Hollywood snapped up the rights to other musicals that boasted the Richard Rodgers name and made them into major movie musicals: Rodgers & Hammerstein's OKLAHOMA! (1955), Rodgers & Hammerstein's CAROUSEL (1956), Rodgers & Hammerstein's THE KING AND I (1956), Rodgers & Hammerstein's SOUTH PACIFIC (1958), Rodgers & Hammerstein's FLOWER DRUM SONG (1961) and Rodgers & Hammerstein's THE SOUND OF MUSIC (1965).
Hollywood did nothing with the Richard Rodgers 1962 Tony winner, NO STRINGS. Shame on Hollywood.
In 1968, Diahann Carroll made history with the premiere of JULIA on NBC. A Black woman was the lead character on the sitcom. She was not a domestic. She was a registered nurse, a single working mother. Her husband died serving in the Vietnam War. That character looked familiar to me. Our mother was a registered nurse who wore the same kind of outfit, including the starched white cap, that Julia wore to work. During its three seasons, Julia's cousin appeared in a few episodes. Cousin Sara was played by Diahann Carroll's dear friend, the equally extraordinary and groundbreaking Diana Sands. Sands was in the original Broadway cast of A RAISIN IN THE SUN (and the film version), she starred in a revival of George Bernard Shaw's SAINT JOAN, the first Black actress to take on the lead role, and she was Doris in the original Broadway production of THE OWL AND THE PUSSYCAT.
Diana Sands was slated to play the lead role in 1974's CLAUDINE when she was stricken with cancer. She asked Diahann Carroll to take over the lead for her. Diahann did, opposite the second Black man who was an Oscar nominee for Best Actor, James Earl Jones.
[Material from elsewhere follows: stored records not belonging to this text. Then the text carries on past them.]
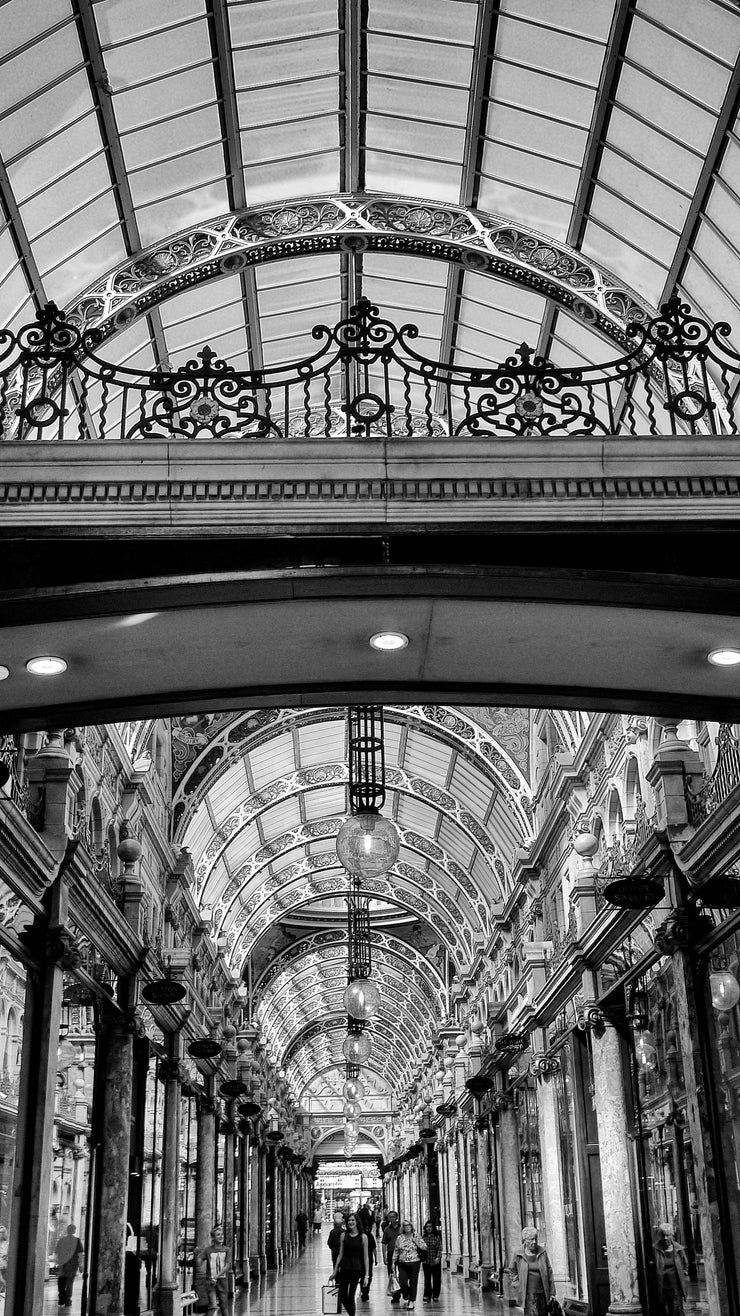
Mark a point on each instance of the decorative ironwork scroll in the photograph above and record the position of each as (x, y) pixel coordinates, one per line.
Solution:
(368, 382)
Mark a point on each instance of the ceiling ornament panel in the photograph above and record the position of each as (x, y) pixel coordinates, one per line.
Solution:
(482, 242)
(325, 945)
(298, 885)
(415, 787)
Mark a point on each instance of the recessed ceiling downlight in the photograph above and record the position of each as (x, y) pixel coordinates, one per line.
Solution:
(724, 657)
(389, 641)
(46, 665)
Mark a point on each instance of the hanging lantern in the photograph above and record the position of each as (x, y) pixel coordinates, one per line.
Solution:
(368, 845)
(645, 1049)
(362, 999)
(357, 1048)
(724, 990)
(353, 1090)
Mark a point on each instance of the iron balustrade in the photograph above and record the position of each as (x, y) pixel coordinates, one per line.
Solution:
(365, 380)
(723, 779)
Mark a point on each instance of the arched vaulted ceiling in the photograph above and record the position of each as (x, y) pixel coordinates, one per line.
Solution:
(610, 128)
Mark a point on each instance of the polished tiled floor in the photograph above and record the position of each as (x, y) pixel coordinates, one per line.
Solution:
(296, 1290)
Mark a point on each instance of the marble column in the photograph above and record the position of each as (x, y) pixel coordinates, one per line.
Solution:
(113, 1165)
(485, 1204)
(693, 1021)
(204, 1171)
(616, 1186)
(229, 1185)
(553, 1235)
(169, 1223)
(28, 1244)
(244, 1204)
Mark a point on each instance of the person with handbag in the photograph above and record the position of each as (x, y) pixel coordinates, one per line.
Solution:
(407, 1261)
(387, 1242)
(432, 1264)
(352, 1265)
(532, 1271)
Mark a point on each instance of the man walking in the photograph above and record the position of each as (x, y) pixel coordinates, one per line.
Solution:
(387, 1242)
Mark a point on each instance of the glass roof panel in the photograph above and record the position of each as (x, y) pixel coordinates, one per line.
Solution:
(120, 20)
(167, 95)
(44, 113)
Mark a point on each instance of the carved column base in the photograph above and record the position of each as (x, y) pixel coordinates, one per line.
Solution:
(170, 1300)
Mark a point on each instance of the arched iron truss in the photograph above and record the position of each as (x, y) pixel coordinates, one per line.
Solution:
(331, 941)
(250, 731)
(299, 885)
(482, 242)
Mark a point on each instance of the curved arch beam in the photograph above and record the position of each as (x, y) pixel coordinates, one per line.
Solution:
(316, 778)
(452, 894)
(324, 942)
(483, 242)
(299, 885)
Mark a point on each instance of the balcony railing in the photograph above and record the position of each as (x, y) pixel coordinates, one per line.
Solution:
(368, 382)
(723, 779)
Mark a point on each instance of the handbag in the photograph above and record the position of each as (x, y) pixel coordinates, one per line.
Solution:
(329, 1294)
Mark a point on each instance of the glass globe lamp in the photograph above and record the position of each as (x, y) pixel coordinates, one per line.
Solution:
(645, 1049)
(357, 1048)
(368, 845)
(724, 990)
(362, 999)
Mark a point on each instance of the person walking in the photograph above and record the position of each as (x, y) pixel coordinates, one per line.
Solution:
(217, 1262)
(352, 1265)
(432, 1264)
(302, 1228)
(670, 1271)
(407, 1262)
(532, 1271)
(387, 1244)
(371, 1256)
(69, 1249)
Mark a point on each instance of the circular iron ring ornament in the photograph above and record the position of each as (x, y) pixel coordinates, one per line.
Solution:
(511, 1044)
(490, 244)
(634, 892)
(204, 1048)
(163, 991)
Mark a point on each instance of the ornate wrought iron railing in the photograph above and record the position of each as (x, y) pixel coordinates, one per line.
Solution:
(365, 380)
(723, 779)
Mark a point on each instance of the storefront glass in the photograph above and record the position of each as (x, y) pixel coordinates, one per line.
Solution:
(564, 1086)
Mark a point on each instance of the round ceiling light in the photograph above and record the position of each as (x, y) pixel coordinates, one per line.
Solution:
(389, 641)
(724, 657)
(46, 665)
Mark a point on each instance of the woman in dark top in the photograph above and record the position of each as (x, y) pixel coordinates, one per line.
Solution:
(352, 1264)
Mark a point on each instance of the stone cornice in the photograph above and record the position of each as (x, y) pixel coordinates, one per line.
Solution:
(274, 484)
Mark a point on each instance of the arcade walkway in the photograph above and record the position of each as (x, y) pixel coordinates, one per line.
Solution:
(296, 1290)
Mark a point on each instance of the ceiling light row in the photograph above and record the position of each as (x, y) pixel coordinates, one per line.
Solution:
(44, 665)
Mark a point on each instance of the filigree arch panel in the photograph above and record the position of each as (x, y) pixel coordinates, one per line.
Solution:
(317, 990)
(320, 1044)
(299, 885)
(482, 242)
(225, 740)
(327, 944)
(317, 778)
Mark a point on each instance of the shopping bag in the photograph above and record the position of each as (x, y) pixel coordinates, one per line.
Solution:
(329, 1300)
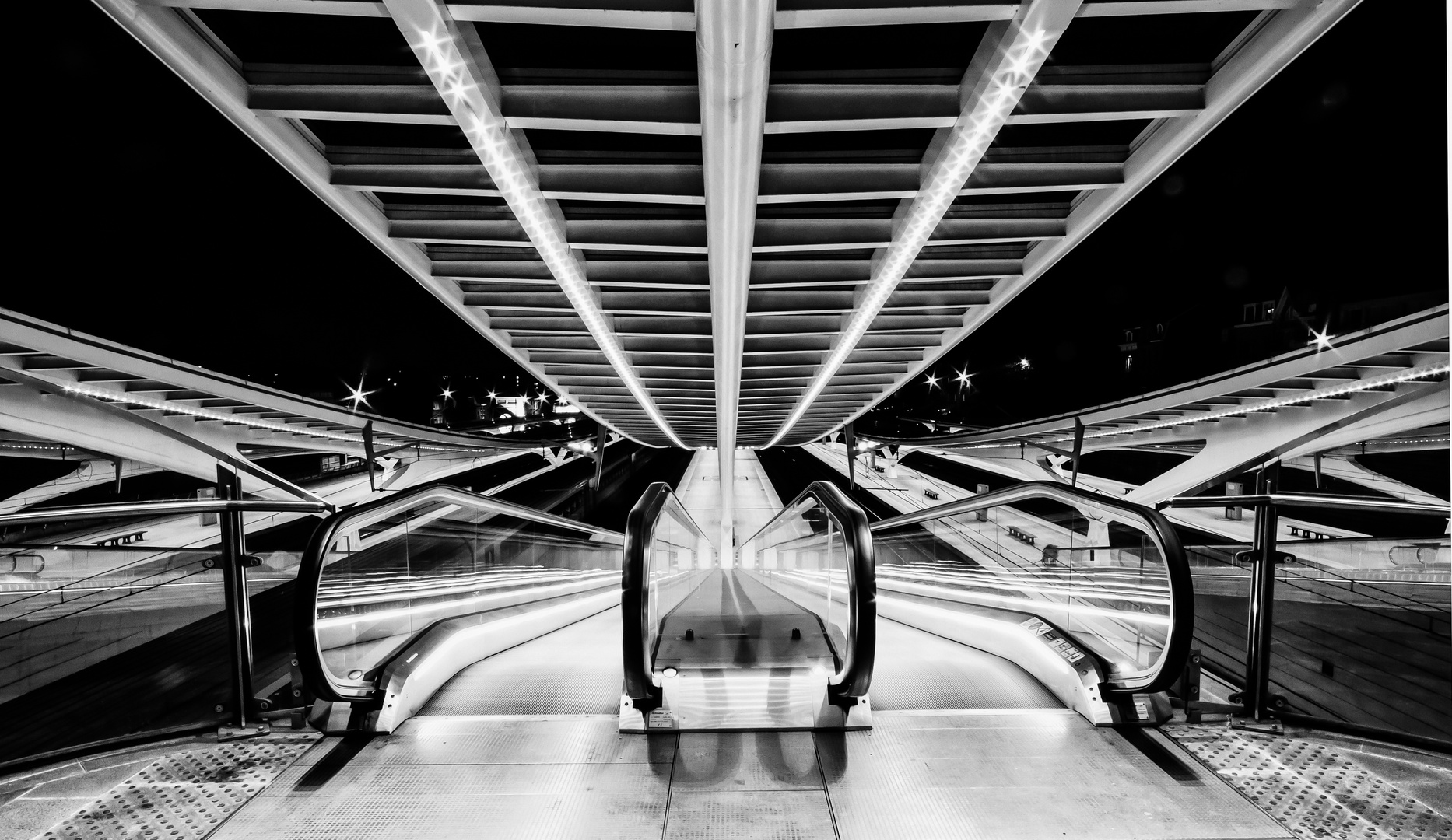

CLAUDINE, a movie about Black urban family life, is so authentic you can practically smell the burnt hair on Claudine's hotcomb. For her performance, Ms. Carroll became the fourth Black woman in Hollywood history to get an Oscar nomination for Best Actress.
After she won the Tony Award for NO STRINGS in 1962, she sang at a birthday party for President John F. Kennedy. In 1963, she participated in Dr. Martin Luther King's historic March on Washington. Here she is marching with James Garner and a bearded Paul Newman.
In 1997, Diahann Carroll slammed across a terrific performance as the fortune teller in EVE'S BAYOU, the remarkable directorial debut of Kasi Lemmons. The Black female filmmaker had played the best buddy to Jodie Foster's character in THE SILENCE OF THE LAMBS.
There you have it. The lady made history other than JULIA and DYNASTY on TV. Diahann Carroll was a fabulous example, a role model, a talented woman who was elegant and earthy, a combination of grit and grace and a product of a show biz era in which performers proudly perfected a sense of glamour and charm. She was a regal beauty who enriched our Black History on Broadway, on film and on TV.